DynamicPanelModels.jl
DynamicPanelModels.jl is a Julia package for estimating linear dynamic panel data models — panel regressions with a lagged dependent variable — via Generalized Method of Moments (GMM). It provides the three standard estimators from the dynamic panel literature:
DifferenceGMM— Arellano & Bond (1991)SystemGMM— Blundell & Bond (1998)AndersonHsiao— Anderson & Hsiao (1981), as a simple IV baseline
Why this exists
Panel data with a lagged dependent variable ($y_{it} = \alpha y_{i,t-1} + x_{it}'\beta + \eta_i + \varepsilon_{it}$) cannot be consistently estimated with OLS or the standard fixed-effects (within) estimator: differencing or demeaning to remove the individual effect $\eta_i$ mechanically correlates the transformed lagged-dependent-variable regressor with the transformed error term (Nickell, 1981). GMM estimators built around instrumenting that lagged term — Difference GMM and System GMM — are the standard fix, widely used in applied macro/micro panel work (e.g. growth regressions, firm investment, labor dynamics) wherever T is short and N is large.

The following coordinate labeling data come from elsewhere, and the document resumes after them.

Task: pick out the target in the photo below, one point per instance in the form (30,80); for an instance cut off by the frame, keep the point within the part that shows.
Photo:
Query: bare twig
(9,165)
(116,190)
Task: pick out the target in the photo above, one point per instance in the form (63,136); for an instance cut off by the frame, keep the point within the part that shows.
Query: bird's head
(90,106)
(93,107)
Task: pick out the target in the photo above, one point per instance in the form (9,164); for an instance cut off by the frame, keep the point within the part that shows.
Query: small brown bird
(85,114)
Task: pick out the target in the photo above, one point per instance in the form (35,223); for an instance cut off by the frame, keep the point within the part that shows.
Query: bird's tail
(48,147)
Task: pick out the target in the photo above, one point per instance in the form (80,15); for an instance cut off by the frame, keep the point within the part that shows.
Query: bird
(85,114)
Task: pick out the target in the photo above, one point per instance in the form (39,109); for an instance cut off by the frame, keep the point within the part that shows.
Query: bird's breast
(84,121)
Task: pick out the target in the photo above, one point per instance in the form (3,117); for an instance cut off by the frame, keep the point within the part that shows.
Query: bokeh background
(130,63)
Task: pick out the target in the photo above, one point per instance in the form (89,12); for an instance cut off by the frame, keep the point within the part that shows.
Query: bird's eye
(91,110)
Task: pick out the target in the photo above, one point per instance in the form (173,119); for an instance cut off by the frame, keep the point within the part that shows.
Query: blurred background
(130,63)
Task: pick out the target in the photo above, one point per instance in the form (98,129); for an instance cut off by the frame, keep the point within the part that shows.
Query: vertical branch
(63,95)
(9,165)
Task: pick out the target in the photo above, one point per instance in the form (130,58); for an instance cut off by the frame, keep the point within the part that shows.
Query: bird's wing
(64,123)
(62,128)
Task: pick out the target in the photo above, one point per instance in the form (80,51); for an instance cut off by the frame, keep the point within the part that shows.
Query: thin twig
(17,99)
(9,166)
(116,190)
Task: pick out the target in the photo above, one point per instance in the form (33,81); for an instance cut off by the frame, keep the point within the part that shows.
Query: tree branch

DynamicPanelModels.jl implements that estimation pipeline end to end: correct instrument construction (including the subtleties of unbalanced panels and forward orthogonal deviations), one-step and two-step GMM with cluster-robust and Windmeijer (2005) finite-sample-corrected standard errors, and the diagnostic tests (Sargan/Hansen, Arellano-Bond AR tests) needed to check whether the identifying assumptions actually hold on your data — because a dynamic panel GMM estimate without those checks is not trustworthy on its own.
Key features
- Three estimators in one consistent interface:
fit(DifferenceGMM(), df; ...). - Correct inference: one-step/two-step GMM, cluster-robust and Windmeijer-corrected standard errors — not just plug-in asymptotic SEs.
- Diagnostics built in: Sargan/Hansen J-test, AR(1)/AR(2) serial correlation tests, instrument-proliferation check, Wald test, and a difference-in-Hansen test for nested instrument sets, all via
diagnose. - Practical controls: instrument collapsing and
min_lag/max_laglimits (xtabond2-style) for large-Tpanels where the instrument count can otherwise explode; forward orthogonal deviations for unbalanced panels. - Ecosystem-native: accepts any Tables.jl source, supports both string and StatsModels
@formulasyntax, and fitted models implement the standard StatsAPI (coef,vcov,stderror,confint, …) plus RecipesBase diagnostic plots.
Quick example
using DynamicPanelModels, DataFrames
# df must be in long format with :id and :time columns
model = fit(DifferenceGMM(robust=true), df;
formula = "y ~ lag(y) + x1",
id_col = :id,
time_col = :time,
exog = ["x1"])
println(model) # Stata-like summary table
diagnose(model) # Sargan, AR(1)/AR(2), normality testsWhere to go next
- Getting Started — installation, input data format, a full worked example, and the methodology behind each estimator.
- API Reference — every exported function, organized by category.
Scope
This package covers linear dynamic panel models (a continuous dependent variable with a lagged-dependent-variable regressor). Nonlinear dynamic panel models — binary choice or count data with a lagged dependent variable — are a distinct econometric problem without a widely-used reference implementation to validate against, and are out of scope here.